В другие дни, недели, месяцы и даже годы учителя ходили к ней домой сами. По слухам, училась она очень прилежно. Ее ставили в пример всему классу.
Когда это происходило, Митя всегда испытывал странную неловкость. С одной стороны, он был всецело согласен с тем, что Валечка для всех пример. Но, с другой стороны, было не совсем ясно, при чем тут учеба. Да и учителя, когда говорили об учебе, кажется, сами понимали, что говорят о чем-то другом. Просто о Флоренской можно было сказать только теми словами, что вылетают у людей изо рта. Как только слова эти вылетали, сразу становилось понятно, что их надо понимать в каком-то совершенно другом смысле. Как вообще все слова всех учителей в мире.
— В каком смысле вас понимать, учителя? — часто хотелось спросить Мите мужчин и женщин, которые потом, уже после похорон Валечки, рассказывали Мите о мире, о том, как он устроен и что в нем полагается делать. А что, соответственно, не полагается.
И каждый раз, когда он всем своим видом, всем своим недоумением и всей своей маленькой человеческой нелепостью как бы задавал им этот вопрос, они, рассудительно помолчав, как бы отвечали приблизительно следующее:
— Деточка, мы у тебя сейчас на голове расколотим этого мраморного Будду. Ты хочешь нас заставить сделать это, маленький уродец?

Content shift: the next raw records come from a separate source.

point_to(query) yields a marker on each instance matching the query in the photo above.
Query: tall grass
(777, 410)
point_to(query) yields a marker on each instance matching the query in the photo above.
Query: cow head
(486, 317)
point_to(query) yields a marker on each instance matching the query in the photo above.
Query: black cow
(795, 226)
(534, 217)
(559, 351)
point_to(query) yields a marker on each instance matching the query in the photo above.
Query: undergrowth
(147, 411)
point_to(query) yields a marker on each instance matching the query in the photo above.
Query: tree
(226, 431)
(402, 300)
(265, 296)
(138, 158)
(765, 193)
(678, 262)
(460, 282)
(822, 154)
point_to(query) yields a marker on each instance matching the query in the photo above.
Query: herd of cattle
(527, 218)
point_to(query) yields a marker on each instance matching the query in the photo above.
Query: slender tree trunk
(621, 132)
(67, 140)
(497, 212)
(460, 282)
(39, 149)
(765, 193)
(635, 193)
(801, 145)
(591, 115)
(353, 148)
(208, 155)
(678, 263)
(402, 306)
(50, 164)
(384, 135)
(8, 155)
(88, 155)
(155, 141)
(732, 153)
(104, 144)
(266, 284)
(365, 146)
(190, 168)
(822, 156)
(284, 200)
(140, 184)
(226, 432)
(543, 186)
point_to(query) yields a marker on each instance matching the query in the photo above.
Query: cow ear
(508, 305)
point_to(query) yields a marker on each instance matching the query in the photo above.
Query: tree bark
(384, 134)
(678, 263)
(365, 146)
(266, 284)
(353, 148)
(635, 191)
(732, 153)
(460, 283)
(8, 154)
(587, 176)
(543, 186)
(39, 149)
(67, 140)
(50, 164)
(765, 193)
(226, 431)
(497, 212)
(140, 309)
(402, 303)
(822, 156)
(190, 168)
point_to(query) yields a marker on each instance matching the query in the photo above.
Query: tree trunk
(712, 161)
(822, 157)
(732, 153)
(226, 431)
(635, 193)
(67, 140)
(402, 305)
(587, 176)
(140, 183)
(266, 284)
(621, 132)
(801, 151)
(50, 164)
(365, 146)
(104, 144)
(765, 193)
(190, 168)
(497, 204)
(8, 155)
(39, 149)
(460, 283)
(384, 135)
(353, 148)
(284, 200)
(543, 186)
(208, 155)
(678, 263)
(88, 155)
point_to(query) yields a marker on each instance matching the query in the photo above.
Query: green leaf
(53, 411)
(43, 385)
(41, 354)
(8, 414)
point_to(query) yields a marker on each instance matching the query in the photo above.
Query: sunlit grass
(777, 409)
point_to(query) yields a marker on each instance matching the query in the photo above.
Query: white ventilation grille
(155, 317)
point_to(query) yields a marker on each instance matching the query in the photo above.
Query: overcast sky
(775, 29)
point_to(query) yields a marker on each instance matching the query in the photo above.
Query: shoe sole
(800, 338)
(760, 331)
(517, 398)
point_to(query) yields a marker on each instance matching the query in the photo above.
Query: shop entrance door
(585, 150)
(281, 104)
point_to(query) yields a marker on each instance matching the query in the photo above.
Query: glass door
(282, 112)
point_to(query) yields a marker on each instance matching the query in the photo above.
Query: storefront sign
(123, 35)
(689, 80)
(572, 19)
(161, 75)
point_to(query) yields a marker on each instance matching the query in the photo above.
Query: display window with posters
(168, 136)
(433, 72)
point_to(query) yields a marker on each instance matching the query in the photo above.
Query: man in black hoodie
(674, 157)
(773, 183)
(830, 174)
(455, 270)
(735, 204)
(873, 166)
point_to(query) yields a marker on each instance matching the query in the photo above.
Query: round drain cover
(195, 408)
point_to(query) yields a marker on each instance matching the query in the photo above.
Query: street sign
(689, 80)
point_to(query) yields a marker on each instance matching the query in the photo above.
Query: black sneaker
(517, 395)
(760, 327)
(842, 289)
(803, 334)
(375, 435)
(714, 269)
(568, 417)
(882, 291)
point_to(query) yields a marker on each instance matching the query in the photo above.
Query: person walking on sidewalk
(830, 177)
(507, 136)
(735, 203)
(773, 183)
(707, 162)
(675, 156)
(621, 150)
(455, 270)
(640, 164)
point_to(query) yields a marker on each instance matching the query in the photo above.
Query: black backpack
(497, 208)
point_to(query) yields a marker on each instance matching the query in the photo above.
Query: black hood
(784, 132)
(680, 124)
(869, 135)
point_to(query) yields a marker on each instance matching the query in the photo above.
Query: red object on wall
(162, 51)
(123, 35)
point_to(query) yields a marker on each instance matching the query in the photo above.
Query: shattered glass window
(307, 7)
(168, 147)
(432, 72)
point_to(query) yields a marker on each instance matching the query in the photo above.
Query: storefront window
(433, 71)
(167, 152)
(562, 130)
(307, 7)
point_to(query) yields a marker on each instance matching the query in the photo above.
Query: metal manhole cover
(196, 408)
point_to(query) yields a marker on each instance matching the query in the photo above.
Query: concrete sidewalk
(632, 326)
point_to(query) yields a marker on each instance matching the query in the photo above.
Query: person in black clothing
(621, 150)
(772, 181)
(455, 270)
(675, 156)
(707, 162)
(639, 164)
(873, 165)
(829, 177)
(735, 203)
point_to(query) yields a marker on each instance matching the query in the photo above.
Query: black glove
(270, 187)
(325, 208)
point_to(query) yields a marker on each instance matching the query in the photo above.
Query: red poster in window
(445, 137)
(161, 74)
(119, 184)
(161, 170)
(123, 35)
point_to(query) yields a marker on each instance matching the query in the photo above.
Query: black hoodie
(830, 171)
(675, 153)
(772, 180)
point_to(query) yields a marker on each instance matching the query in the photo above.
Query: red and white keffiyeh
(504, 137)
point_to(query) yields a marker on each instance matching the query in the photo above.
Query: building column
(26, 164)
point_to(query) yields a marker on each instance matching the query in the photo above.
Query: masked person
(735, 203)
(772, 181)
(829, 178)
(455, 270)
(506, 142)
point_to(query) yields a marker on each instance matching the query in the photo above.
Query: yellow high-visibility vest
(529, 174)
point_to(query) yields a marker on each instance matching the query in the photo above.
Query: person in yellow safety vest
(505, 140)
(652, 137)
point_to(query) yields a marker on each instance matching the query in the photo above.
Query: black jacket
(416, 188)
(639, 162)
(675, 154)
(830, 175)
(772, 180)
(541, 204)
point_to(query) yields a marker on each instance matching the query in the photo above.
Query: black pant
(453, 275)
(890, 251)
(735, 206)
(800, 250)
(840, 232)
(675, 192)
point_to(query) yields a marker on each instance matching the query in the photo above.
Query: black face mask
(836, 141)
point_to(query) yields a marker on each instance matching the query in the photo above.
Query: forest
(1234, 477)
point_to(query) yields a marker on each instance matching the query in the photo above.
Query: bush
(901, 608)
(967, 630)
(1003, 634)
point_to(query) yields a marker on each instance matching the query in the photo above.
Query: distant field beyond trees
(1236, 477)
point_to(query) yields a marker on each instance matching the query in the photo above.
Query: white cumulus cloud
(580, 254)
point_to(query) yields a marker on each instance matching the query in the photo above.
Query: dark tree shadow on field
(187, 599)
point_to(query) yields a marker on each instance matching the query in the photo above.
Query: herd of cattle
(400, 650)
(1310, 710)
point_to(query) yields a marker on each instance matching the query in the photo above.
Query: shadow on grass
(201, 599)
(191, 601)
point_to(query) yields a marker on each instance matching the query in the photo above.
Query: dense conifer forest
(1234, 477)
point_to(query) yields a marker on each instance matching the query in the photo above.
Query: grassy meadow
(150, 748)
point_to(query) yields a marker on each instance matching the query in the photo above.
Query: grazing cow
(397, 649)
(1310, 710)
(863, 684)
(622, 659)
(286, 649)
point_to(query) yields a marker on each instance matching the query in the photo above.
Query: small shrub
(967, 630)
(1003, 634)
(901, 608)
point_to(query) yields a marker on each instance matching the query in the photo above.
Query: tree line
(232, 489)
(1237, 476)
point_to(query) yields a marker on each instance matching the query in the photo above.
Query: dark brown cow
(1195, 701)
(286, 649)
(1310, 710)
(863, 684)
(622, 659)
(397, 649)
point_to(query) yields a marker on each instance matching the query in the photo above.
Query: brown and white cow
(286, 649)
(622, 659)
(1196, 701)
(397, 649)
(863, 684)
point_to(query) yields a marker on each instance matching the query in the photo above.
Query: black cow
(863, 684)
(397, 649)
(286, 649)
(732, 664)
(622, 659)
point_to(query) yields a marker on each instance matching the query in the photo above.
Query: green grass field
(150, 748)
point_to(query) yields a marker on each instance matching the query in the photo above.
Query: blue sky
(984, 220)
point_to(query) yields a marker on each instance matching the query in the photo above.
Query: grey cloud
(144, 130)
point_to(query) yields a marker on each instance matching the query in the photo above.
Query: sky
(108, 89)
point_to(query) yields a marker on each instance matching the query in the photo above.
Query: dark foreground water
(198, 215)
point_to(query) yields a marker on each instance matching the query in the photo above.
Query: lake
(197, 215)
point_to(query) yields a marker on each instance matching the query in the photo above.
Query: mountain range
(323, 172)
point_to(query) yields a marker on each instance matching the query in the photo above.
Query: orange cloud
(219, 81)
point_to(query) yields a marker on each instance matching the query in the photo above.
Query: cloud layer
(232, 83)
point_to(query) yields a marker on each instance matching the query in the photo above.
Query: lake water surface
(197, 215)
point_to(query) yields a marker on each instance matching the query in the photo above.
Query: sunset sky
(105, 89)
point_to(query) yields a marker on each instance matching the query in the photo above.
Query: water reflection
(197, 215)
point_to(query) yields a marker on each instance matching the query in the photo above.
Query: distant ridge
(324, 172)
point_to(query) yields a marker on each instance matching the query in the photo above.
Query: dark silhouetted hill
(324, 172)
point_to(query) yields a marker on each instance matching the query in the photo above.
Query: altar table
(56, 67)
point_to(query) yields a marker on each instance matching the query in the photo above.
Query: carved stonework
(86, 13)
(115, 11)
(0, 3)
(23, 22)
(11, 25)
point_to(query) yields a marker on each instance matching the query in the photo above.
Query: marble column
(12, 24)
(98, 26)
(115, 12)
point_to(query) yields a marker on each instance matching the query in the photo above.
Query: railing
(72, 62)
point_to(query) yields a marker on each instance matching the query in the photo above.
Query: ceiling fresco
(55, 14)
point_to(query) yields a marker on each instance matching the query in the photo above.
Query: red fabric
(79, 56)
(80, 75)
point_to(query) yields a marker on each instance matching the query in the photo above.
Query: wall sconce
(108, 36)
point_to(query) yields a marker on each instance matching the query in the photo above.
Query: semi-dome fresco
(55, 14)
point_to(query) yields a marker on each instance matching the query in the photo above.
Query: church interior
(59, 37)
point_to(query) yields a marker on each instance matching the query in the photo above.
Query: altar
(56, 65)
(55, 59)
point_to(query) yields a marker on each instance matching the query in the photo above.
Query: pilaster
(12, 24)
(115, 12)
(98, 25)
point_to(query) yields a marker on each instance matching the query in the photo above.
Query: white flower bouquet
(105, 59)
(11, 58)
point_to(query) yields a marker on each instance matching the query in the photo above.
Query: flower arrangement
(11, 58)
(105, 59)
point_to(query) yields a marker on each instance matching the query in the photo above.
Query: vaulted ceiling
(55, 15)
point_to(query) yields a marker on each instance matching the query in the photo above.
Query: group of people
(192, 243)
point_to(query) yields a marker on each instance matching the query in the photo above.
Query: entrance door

— Это не Будда, это Сталин, — упрямился Митя.
— Ты не понял, засранец. Если мы сейчас возьмем этот бюст, то у тебя будет болячка не только в голове, но и непосредственно на ней!
Но всем этим диалогам должно было случиться потом, а сейчас Митя нес по проспекту имени композитора Огинского труп маленькой девочки, своей недолгой одноклассницы. И был горд этим, сам не зная отчего. Может быть, оттого, что впервые участвовал в спектакле под названием “Смерть в быту” и с первого же раза удостоился пусть маленькой и бессловесной, но все-таки роли. Он не ощущал свою потерю как следует. Она пока еще не была потерей, эта потеря. И смерть эта пока еще не была смертью. Однако, если хотите знать правду, он хотя и был горд, но ему все-таки было и отчего-то стыдно! Вот уж действительно неизвестно почему.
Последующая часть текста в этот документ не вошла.